Ahora les toca a Doctor Divago. Salen al escenario y abordan la tarea de levantar el ánimo de los asistentes. Los valencianos celebran su 25 aniversario y no podían faltar en el cartel. Esta es la segunda ocasión que visitan el Creampop. Llenos de energía van repasando sus grandes éxitos entreverados con las canciones de “Imperio” —su último álbum—, además de algunas versiones de míticos artistas del terreno como Nino Bravo o Los Huracanes. Para cuando acaban ya han conseguido la ardua tarea de poner a la gente en pie y hacer que se muevan. No era terreno fácil.
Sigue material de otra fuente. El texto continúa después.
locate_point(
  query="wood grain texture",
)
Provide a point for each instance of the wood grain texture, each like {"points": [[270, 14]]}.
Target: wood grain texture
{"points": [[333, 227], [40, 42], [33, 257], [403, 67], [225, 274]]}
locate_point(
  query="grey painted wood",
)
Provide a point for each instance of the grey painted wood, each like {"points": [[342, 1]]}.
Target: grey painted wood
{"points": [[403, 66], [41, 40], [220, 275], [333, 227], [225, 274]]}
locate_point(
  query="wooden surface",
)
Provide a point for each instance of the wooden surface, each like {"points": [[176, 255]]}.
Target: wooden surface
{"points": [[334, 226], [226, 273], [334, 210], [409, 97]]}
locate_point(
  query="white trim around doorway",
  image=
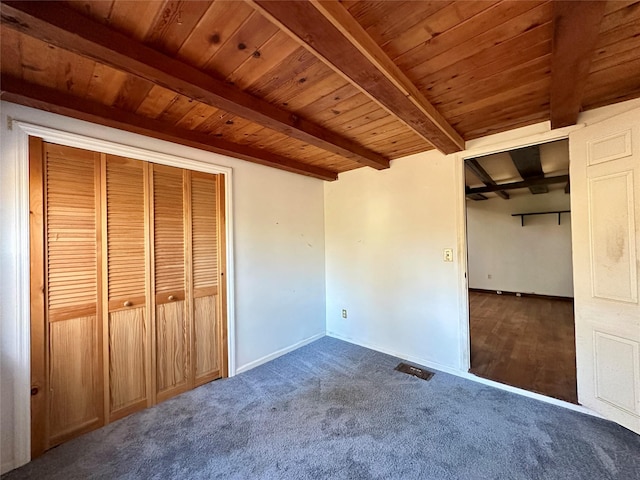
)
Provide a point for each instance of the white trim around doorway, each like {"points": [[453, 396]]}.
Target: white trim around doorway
{"points": [[483, 148]]}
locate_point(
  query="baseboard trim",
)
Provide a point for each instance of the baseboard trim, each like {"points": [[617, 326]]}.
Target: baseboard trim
{"points": [[279, 353], [522, 294], [469, 376], [6, 467]]}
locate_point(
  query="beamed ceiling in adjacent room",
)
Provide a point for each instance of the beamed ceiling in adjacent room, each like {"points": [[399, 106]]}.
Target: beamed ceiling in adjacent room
{"points": [[315, 87]]}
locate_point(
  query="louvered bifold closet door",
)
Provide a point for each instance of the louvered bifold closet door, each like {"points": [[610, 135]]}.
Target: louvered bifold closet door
{"points": [[205, 253], [172, 319], [126, 182], [73, 306]]}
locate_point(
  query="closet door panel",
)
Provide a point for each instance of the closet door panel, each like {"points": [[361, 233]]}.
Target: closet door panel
{"points": [[127, 359], [206, 341], [171, 332], [73, 317], [127, 251], [204, 252], [171, 321], [74, 405]]}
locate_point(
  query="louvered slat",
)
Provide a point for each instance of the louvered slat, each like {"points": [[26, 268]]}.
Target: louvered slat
{"points": [[168, 229], [204, 230], [125, 227], [71, 229]]}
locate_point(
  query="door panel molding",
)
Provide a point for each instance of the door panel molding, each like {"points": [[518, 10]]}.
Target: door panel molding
{"points": [[612, 237]]}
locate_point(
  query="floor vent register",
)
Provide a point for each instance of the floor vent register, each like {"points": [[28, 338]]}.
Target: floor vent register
{"points": [[415, 371]]}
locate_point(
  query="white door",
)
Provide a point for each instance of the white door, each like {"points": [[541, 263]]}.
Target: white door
{"points": [[605, 205]]}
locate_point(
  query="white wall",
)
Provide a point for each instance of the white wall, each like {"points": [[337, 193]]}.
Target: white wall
{"points": [[386, 231], [535, 258], [279, 254]]}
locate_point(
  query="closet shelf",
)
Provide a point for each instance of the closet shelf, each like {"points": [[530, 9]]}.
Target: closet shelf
{"points": [[554, 212]]}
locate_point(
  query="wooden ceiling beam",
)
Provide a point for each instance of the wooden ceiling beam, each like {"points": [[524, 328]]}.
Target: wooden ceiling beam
{"points": [[527, 161], [329, 31], [59, 25], [17, 91], [576, 27], [475, 167], [516, 185]]}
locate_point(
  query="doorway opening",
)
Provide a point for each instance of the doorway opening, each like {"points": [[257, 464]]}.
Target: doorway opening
{"points": [[520, 279]]}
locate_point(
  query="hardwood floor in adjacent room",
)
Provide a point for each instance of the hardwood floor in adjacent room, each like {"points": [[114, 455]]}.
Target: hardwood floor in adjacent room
{"points": [[526, 342]]}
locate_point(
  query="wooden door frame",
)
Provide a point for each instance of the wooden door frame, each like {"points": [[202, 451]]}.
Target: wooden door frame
{"points": [[20, 133], [529, 136]]}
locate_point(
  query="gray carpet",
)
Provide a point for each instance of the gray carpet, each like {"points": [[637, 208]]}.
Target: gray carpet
{"points": [[335, 410]]}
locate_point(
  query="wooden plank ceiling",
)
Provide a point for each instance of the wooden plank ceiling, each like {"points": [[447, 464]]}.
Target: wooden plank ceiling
{"points": [[319, 88]]}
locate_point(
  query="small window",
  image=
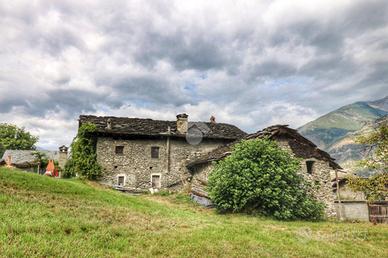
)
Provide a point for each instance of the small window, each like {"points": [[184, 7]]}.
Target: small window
{"points": [[120, 180], [310, 166], [119, 150], [155, 181], [155, 152]]}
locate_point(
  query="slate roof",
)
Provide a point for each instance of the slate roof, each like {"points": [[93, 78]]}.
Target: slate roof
{"points": [[150, 127], [26, 158], [302, 147]]}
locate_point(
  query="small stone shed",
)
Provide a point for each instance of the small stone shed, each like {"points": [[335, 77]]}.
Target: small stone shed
{"points": [[27, 160], [316, 165]]}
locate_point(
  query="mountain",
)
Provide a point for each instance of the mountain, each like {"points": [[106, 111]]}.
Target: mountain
{"points": [[336, 131]]}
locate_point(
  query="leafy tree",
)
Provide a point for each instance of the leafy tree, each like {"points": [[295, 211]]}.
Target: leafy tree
{"points": [[260, 177], [15, 138], [375, 187], [83, 158]]}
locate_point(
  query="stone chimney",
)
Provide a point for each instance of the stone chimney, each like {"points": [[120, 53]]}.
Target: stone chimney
{"points": [[62, 159], [182, 123]]}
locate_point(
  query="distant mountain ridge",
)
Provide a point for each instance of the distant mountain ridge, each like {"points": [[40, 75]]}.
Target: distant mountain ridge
{"points": [[336, 131]]}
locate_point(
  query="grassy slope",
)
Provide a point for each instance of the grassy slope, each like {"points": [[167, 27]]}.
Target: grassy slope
{"points": [[41, 216]]}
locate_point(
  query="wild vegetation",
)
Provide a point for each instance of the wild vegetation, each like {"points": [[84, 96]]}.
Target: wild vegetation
{"points": [[83, 159], [261, 177], [15, 138], [376, 187], [46, 217]]}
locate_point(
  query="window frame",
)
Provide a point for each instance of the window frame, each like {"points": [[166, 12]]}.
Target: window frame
{"points": [[160, 180], [310, 166], [124, 179], [152, 152]]}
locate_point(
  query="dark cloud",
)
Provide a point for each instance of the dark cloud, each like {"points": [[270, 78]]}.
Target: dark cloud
{"points": [[262, 63]]}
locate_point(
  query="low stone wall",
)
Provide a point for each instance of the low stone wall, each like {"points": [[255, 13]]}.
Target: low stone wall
{"points": [[352, 210]]}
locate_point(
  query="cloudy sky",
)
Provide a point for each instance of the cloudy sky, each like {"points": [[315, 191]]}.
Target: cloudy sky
{"points": [[251, 63]]}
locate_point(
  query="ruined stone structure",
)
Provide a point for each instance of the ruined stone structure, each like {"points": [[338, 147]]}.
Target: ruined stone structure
{"points": [[315, 166], [142, 154]]}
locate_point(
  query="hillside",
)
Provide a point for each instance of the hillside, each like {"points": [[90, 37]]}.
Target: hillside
{"points": [[46, 217], [336, 131]]}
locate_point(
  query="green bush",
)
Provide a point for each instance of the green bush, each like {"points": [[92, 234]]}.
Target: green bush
{"points": [[83, 158], [69, 170], [260, 177]]}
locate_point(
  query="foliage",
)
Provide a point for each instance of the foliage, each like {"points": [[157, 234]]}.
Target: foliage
{"points": [[261, 177], [375, 187], [69, 170], [44, 217], [83, 159], [378, 143], [15, 138]]}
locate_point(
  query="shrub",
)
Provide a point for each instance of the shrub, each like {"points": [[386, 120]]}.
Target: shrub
{"points": [[83, 158], [260, 177]]}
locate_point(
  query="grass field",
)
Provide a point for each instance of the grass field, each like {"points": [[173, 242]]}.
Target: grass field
{"points": [[46, 217]]}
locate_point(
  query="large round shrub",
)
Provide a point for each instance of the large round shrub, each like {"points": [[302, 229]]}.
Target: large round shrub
{"points": [[260, 177]]}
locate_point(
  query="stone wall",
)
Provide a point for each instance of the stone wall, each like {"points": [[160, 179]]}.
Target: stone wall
{"points": [[137, 165], [319, 179], [352, 210]]}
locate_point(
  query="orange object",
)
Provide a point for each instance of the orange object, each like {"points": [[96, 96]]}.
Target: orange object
{"points": [[50, 168]]}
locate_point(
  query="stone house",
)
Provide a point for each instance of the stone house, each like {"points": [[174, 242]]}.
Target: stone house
{"points": [[144, 154], [316, 165]]}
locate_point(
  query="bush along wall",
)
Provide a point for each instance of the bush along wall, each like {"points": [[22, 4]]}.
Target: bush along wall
{"points": [[83, 158], [260, 177]]}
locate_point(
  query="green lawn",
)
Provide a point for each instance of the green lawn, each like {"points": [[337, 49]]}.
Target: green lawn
{"points": [[46, 217]]}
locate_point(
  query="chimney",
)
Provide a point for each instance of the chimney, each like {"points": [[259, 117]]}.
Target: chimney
{"points": [[8, 161], [62, 159], [182, 123]]}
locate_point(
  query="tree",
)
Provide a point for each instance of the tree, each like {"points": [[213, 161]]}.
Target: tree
{"points": [[375, 187], [260, 177], [15, 138], [83, 158]]}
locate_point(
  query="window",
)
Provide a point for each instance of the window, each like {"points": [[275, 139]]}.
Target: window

“¿Conocéis a Neuman?”, pregunta un creamer, “me han dicho que son muy buenos”. A estas alturas los escépticos al cambio vuelven a ser devotos y la arenosa pista de baile ya está caliente. Incluso la última resistencia que, botellón en ristre se parapetaba bajo las sombrillas de paja, comienza a peregrinar hacia el escenario. Comienzan los de Murcia y sirven un potente concierto que repasa de manera principal las canciones de su último disco,“If”. “Este festival es crema”, comenta Pablo mientras que otra de las asistentes, Cristina, busca con la mirada al alcalde de Calpe. “Hay que convencerle de que esto no acabe a las cuatro”, exclama. Un momento mágico. Se apagan las farolas del paseo y los allí presentes se sumergen en un auténtico festival independiente. La esencia del Cream vuelve a estar presente un año más. Neuman acaban su actuación en todo lo alto mientras el público, con los brazos levantados, reclama otra canción a la que no se pueden negar.

Neuman
Neuman fueron el plato fuerte de la noche

WEAR Dj’s echaron el cierre con una sesión breve, pero muy bailonga y que derrochaba decibelios. Algunos baños furtivos, croquetas humanas en la arena y torsos descubiertos marcaron el final de la velada. “Una cançoneta i mon anem!”, resuena en la playa de La Fossa, mientras la organización, con cara de satisfacción, tal vez esté pensando en el cartel para su décimo aniversario, el del Creampop 2015.